We also found Watego’s focus on strategies over solutions radical as an approach that lessens the fatigue and sense of futility in the face of such consuming issues. We especially loved that she presents telling stories as the way to formulate these strategies. Quite a lot of feminist theory — possibly because the distinction between strategies over solutions is not one we have discussed — is focussed on the conceptual without any accompanying understanding of how to enact the conceptual in the ‘everyday’. This can be demoralising, so the idea of ‘organised public fight’ that forces some accountability really captured our interest.

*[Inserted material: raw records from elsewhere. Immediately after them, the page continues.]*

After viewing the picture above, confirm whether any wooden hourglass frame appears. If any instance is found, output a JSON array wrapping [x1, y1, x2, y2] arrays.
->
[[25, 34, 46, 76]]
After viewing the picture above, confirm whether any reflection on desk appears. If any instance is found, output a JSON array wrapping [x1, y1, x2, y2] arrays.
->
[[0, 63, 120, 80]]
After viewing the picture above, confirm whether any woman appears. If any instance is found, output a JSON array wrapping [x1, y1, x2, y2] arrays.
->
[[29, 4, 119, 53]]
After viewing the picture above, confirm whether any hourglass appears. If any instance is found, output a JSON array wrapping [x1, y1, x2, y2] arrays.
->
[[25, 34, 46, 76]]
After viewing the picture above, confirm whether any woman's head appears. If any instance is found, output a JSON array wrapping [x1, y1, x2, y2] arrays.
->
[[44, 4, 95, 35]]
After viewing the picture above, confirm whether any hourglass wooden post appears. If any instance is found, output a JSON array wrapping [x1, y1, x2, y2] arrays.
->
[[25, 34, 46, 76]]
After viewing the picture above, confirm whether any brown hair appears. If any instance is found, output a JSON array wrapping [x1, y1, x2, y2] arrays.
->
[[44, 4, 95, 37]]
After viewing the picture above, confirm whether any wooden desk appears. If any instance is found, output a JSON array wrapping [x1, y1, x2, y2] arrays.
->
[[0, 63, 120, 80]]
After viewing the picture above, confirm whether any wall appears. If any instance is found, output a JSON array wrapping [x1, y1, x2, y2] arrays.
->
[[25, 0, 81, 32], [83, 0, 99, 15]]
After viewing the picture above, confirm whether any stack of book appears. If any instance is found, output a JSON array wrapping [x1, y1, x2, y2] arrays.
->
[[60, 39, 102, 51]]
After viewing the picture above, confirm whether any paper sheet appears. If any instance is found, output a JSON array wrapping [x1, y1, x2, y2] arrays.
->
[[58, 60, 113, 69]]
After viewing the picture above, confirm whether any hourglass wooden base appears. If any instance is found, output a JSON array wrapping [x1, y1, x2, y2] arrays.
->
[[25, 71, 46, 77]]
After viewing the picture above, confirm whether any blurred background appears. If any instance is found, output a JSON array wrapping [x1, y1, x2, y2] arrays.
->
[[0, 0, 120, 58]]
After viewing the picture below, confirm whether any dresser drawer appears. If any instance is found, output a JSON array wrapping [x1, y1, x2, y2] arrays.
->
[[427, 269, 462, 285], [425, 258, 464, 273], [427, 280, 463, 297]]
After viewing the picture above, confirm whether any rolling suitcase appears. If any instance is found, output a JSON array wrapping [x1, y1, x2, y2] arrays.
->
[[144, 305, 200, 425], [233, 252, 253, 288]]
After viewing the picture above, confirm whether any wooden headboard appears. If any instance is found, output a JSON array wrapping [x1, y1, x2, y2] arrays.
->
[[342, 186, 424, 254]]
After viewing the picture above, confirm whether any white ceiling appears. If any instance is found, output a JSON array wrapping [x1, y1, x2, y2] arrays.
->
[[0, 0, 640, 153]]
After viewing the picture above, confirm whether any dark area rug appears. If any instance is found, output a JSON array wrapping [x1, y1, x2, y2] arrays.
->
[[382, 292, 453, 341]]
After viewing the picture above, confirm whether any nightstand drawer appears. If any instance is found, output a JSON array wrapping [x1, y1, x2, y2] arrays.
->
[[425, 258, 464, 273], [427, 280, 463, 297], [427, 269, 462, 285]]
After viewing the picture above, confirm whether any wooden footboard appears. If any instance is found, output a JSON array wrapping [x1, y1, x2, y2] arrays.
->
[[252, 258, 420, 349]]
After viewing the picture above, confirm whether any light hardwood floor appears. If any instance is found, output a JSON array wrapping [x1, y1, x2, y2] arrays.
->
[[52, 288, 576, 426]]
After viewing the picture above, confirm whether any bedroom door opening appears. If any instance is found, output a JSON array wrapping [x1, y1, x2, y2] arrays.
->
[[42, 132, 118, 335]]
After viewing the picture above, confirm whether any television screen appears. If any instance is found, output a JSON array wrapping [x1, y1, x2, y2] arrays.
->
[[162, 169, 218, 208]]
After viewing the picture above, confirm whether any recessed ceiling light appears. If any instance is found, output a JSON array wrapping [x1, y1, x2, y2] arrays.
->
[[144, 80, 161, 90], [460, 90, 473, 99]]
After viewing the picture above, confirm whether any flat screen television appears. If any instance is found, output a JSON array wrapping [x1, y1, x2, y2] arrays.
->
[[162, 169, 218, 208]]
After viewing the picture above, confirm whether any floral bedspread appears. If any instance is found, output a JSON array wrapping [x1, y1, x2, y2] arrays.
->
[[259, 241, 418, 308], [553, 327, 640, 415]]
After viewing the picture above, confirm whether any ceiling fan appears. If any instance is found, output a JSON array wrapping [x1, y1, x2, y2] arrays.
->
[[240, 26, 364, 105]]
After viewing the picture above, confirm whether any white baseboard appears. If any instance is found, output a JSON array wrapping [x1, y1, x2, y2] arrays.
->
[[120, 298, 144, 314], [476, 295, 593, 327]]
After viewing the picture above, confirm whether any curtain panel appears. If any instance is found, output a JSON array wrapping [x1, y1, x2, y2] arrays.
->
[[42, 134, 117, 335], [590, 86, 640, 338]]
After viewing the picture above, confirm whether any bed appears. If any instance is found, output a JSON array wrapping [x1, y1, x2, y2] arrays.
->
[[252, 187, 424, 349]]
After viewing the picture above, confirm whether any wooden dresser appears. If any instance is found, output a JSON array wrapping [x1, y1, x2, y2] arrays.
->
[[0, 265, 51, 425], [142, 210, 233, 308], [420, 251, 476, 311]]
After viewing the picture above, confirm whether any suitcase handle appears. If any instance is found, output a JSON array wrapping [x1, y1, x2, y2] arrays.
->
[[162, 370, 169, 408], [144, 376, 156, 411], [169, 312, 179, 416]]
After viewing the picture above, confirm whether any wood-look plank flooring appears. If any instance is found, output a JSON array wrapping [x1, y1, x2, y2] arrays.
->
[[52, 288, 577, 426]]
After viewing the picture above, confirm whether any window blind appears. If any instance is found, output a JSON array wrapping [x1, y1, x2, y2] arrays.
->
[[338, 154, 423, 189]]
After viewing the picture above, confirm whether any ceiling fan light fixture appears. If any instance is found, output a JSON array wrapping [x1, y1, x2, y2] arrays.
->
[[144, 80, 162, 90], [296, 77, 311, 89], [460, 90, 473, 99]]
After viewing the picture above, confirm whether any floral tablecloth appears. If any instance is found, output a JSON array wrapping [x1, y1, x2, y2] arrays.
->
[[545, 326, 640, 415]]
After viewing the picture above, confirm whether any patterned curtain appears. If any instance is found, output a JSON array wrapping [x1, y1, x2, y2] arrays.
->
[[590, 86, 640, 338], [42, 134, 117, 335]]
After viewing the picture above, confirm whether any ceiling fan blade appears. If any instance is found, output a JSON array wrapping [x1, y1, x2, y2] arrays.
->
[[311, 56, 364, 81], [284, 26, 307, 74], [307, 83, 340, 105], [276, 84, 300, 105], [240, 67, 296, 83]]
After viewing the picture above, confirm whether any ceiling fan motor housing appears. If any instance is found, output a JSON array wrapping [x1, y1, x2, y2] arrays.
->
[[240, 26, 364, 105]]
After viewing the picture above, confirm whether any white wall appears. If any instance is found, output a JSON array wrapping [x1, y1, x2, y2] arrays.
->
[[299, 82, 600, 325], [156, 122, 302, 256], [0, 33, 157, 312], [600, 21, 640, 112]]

Watego refuses to tell a story of Aboriginality located in a complete and settled past or in hopeful futures. Instead she tells stories of vitally alive presents. It is a totally embodied, grounded work, ‘this book is a think-out-loud story’, not written for settlers and colonisers, not written for the white gaze, but written for Indigenous peoples:

‘In attending to the needs of Blackfullas, I am speaking of our literary needs. I’m speaking of the texts that must find their way into the hands and bookshelves of Blackfullas - those texts that are bought and borrowed, dogeared, strained and worn because their words were returned to, required and rendered most useful in the living - Black living to be exact … Black writing must be of and for Black living — a living that exists beyond that of problems and solutions, and most certainly beyond hope.’